Short term feeding of hexadienal to postnatal rats: effects on stomach aldehyde dehydrogenase.

Since a number of food and food products contain 2,4-hexadienal (HX), an unsaturated aldehyde, human exposure to HX is likely. Long term HX feeding to rodents induces forestomach cancers. Aldehyde dehydrogenases (ALDH) are key enzymes in the stomach for the metabolism of aldehydes.

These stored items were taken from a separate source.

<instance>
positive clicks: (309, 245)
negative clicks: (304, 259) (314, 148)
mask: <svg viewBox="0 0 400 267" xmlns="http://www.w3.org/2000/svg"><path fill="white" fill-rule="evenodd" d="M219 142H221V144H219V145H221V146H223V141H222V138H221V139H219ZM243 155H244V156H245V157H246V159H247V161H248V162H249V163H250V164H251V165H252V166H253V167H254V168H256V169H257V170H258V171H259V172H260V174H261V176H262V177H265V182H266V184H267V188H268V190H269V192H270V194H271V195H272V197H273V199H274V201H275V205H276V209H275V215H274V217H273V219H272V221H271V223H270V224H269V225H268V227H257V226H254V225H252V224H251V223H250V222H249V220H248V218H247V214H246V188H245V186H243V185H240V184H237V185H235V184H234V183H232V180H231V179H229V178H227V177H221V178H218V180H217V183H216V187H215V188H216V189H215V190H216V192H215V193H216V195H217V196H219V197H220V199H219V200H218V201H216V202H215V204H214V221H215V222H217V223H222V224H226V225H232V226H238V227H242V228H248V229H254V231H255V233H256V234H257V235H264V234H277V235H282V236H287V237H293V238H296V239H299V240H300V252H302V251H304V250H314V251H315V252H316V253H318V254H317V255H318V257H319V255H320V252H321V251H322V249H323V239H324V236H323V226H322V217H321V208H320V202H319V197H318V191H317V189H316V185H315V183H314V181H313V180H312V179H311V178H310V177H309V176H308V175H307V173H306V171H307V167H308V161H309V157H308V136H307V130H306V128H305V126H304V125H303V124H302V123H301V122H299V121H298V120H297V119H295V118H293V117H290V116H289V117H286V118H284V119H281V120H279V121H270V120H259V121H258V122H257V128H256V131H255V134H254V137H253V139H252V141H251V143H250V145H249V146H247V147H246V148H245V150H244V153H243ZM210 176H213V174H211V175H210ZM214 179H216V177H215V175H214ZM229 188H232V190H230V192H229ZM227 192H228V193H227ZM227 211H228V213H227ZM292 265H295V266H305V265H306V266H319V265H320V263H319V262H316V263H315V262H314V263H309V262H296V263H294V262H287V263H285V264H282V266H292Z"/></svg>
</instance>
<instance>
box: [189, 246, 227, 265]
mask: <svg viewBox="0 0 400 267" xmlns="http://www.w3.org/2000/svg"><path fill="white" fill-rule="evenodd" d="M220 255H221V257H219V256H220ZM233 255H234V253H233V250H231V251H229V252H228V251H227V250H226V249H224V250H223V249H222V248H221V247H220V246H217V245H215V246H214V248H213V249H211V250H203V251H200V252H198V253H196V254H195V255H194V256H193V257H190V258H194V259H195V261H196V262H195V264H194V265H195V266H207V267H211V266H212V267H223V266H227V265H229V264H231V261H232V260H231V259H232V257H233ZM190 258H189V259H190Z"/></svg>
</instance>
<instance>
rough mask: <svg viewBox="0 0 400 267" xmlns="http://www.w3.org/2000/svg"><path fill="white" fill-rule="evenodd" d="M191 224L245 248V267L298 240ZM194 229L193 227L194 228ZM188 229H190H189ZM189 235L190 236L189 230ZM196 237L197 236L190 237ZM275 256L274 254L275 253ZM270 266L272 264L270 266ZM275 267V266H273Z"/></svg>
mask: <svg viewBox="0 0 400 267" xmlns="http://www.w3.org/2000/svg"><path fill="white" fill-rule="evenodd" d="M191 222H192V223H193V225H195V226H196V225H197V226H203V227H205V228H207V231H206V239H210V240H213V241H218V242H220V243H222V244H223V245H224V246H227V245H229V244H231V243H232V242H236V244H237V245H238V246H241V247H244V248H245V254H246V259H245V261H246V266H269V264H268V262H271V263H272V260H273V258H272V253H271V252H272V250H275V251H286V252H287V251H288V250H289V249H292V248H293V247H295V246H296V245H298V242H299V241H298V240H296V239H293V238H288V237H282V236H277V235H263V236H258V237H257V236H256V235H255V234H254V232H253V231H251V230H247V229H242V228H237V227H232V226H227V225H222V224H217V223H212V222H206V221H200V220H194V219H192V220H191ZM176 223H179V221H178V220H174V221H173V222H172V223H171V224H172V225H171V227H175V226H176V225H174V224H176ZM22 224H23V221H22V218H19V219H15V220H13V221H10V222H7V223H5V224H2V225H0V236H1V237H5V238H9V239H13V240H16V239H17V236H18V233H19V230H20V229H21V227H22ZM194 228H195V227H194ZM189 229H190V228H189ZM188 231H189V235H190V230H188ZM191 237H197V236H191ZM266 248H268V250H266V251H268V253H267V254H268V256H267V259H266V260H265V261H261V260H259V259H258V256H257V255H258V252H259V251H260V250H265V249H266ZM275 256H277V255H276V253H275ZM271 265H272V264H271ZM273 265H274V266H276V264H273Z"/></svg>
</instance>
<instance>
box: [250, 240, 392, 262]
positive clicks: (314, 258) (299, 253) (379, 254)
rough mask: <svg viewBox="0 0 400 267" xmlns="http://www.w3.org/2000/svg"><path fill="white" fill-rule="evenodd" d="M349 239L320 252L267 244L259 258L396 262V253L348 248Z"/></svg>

We examined the effect of short term feeding of HX on ALDH activity using HX as the substrate (HXDH) in different tissues of the GI tract. Feeding HX at a dose of 200 mg/kg body weight/day to post-suckling rats for 5 days elevated HXDH activity in the forestomach and esophagus but not in the glandular stomach, liver, small intestine or kidney. The induction of HXDH by HX was evident at 12.5 mg/kg dose and showed a dose-dependence up to 200 mg/kg. Increase in HXDH was time dependent but detectable after the first feeding (1 day). A similar dose (200 mg/kg) of acetylaldehyde or ethanol had no effect on HXDH activity. The increase in HXDH level in the forestomach and esophagus was transient. HXDH activity returned to normal 4 days after withdrawal of HX. Zymograms of gastric HXDH isozyme patterns in control and HX-fed counterparts were similar but showed selective increase in two particular forms in the forestomach. It is possible that these isoforms metabolize HX differently resulting in an accumulation of potential carcinogenic metabolites within the forestomach.